Deseja assistir ao maior espetáculo de sua terra natal, a famosa feira. Desde domingo à tarde, chegavam os sertanejos de todos os pontos vizinhos e mesmo de certos pontos longínquos. Grande tropel de animais pelas estradas de Jacobina, Irará, Santo Amaro, Cachoeira, e de uma infinidade de vilas e logarejos. Lavradores conduzindo produtos de suas roças; criadores açoitando porcos, carneiros, jumentos e cavalos. E, superando os lavradores e criadores, os vaqueiros. Tostados pelo sol, envergando brônzeos fatos, derreados na sela, aboiando nostàlgicamente, desciam os vaqueiros, e, na frente e dos lados, calçando alpercatas de couro crú, vara no ombro, os salta-moitas. No meio dêsses homens, as grandes boiadas de mansos, cançados e gordos bois. Esse mundo de coisas convergia para o Campo do Gado e para a praça da feira.
A cidade, que vivera pacatamente durante seis dias, se transformava. Não mais lojas, vendas e ruas paradas. Intenso borborinho de pedestres e milhares de cavalarianos sob a música de dezenas de carros de bois cantando. A praça da feira atopetada de tudo que o solo produz e o reino animal. Capoeiras atestadas de galinhas, perús aos milhares, pilhas de todas as frutas e verduras e caça da rica fauna. Porém a vida não estava na praça da feira. Estava no Campo do Gado, onde toda a Feira se concentrava no imenso campo arborizado de gigantescas gameleiras. Quatro mil e tantas cabeças de gado vacum, milhares de cavalos e centenas de carneiros. Compradores sem vintém fechando grandes compras de boiadas e a pesada na perna, isto é, calculado o peso matemático sem balança. De quando em quando, desgarrava um boi. Era uma festa na cidade. Vaqueiros e cavaleiros correndo atrás da alimária. Então, toda a Feira se concentrava nesse espetáculo extraordinário. Não só os vaqueiros, como também os filhos da terra, montando fogosos cavalos, disparavam todos no encalço da rês tresmalhada, para ver quem a derrubava primeiro. Passado o movimento, a agitação, o borborinho, tudo voltava à paz.

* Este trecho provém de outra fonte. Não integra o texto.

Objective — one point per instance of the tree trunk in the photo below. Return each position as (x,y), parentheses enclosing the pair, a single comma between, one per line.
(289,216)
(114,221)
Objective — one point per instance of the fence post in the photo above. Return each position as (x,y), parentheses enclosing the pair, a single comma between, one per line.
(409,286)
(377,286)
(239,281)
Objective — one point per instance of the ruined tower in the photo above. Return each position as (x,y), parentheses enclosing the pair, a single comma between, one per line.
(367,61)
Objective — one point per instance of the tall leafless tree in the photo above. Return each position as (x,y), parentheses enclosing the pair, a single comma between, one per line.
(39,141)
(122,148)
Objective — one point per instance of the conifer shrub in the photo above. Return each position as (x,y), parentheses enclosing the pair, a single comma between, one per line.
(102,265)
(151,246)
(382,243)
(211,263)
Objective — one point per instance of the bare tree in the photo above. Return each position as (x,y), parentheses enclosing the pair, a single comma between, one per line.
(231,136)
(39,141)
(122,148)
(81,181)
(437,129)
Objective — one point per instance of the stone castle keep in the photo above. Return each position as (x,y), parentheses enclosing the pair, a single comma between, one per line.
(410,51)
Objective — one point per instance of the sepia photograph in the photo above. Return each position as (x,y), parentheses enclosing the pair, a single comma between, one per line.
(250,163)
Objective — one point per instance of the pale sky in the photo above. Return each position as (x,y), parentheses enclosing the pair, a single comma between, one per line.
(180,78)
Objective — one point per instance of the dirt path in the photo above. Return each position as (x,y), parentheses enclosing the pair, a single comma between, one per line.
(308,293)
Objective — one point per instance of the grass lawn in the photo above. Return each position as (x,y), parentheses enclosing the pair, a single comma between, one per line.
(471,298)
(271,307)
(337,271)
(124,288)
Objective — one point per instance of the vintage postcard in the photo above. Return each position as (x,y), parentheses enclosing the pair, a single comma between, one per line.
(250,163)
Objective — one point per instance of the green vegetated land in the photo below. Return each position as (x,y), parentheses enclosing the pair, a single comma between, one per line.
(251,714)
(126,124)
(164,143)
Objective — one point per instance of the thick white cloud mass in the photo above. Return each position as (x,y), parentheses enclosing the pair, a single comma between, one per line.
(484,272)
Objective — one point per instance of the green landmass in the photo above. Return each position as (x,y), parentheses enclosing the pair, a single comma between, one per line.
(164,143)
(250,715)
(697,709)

Filinto Justiniano Ferreira Bastos aspirava tudo aquilo como o mais devotado botânico que tivesse penetrado numa floresta densa e milenar.
E, ao findar do dia, quando o sol pendia para além do Jacuipe e seus reflexos iluminavam a serra de S. José, a praça quase vazia, o juiz se aproximava de um cruzeiro.
Que dizia aquêle cruzeiro do Campo do Gado? Não conhecia o convicto católico centenas de cruzeiros e cruzes espalhadas pela católica Bahia? Entretanto, aquela marcava um fato importantíssimo na vida de Filinto Bastos. Era o cruzeiro erguido no local onde fora enforcado Lucas da Feira, o maior salteador da Bahia. Morreu perdoando e, ao que parece, a hora da execução foi prorrogada, a fim de servir de exemplo ao próximo. Lucas morrera limpo da alma e também dos bolsos, pois, muito embora roubasse vinte anos seguidos, nada se encontrou em seu poder.
O velho juiz volve, novamente à Capital, deixando os extremos tabuleiros de sua infância, cheio de alecrins e candeias perfumosas."
Capítulo do livro "A Justiça Através de um Juiz", de Fernando Alves, editado em 1956 pela S. A. Artes Gráficas. Trata-se de uma biografia. O autor também lançou pela Editora Progresso, "Biografia de Maria Quitéria de Jesus", em 1952.